1. Use integration by substitution to solve the integral below - \(\int { 4{ e }^{ -7x }dx }\)

Ans: Let u = -7x

du = -7dx

=> dx = -du/7

\(\int { 4{ e }^{ -7x }dx } \quad =\quad \frac { -4 }{ 7 } \int { { e }^{ u }du } \\ \quad \quad \quad \quad \quad =\quad \frac { -4 }{ 7 } { e }^{ u }+C\\ \quad \quad \quad \quad \quad =\quad \frac { -4 }{ 7 } { e }^{ -7x }+C\)

  1. Biologists are treating a pond contaminated with bacteria. The level of contamination is changing at a rate of - \(\frac { dN }{ dt } =-\frac { 3150 }{ { t }^{ 4 } } -220\) bacteria per cubic centimeter per day, where t is the number of days since treatment began. Find a function N( t ) to estimate the level of contamination if the level after 1 day was 6530 bacteria per cubic centimeter.

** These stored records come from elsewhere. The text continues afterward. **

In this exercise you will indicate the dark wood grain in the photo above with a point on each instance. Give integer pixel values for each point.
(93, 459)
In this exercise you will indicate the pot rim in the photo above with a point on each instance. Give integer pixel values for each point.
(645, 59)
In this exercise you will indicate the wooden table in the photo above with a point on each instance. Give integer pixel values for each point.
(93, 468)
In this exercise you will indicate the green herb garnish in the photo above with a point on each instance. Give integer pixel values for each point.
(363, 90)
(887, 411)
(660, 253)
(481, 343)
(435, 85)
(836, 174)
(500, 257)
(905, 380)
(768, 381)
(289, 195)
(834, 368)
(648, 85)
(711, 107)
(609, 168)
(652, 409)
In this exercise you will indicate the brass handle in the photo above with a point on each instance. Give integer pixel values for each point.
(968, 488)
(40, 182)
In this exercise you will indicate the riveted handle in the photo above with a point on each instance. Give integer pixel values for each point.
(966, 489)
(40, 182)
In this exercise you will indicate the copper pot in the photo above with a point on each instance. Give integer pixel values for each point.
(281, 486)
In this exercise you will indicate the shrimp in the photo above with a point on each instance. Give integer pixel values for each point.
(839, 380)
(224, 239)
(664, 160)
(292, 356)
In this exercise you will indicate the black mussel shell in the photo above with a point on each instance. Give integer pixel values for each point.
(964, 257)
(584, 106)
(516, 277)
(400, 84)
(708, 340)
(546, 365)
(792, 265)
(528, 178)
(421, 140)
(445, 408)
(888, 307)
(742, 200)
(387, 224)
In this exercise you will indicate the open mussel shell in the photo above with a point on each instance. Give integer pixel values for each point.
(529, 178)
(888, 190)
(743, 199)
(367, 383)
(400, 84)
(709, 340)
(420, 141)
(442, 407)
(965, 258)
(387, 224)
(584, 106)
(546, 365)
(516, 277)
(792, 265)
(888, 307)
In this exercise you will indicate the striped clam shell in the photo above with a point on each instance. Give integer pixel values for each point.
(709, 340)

Ans: The rate of change in contamination -

\(\frac { dN }{ dt } =-\frac { 3150 }{ { t }^{ 4 } } -220\\ \\ N(t)\quad =\quad \int { (-\frac { 3150 }{ { t }^{ 4 } } -220) } dt\\ \quad \quad \quad =\quad -\int { (\frac { 3150 }{ { t }^{ 4 } } +220) } dt\\ \quad \quad \quad =\quad -3150\frac { { t }^{ -4+1 } }{ -4+1 } -220t+C\\ \quad \quad \quad =\quad \frac { 1050 }{ { t }^{ 3 } } -220t+C\)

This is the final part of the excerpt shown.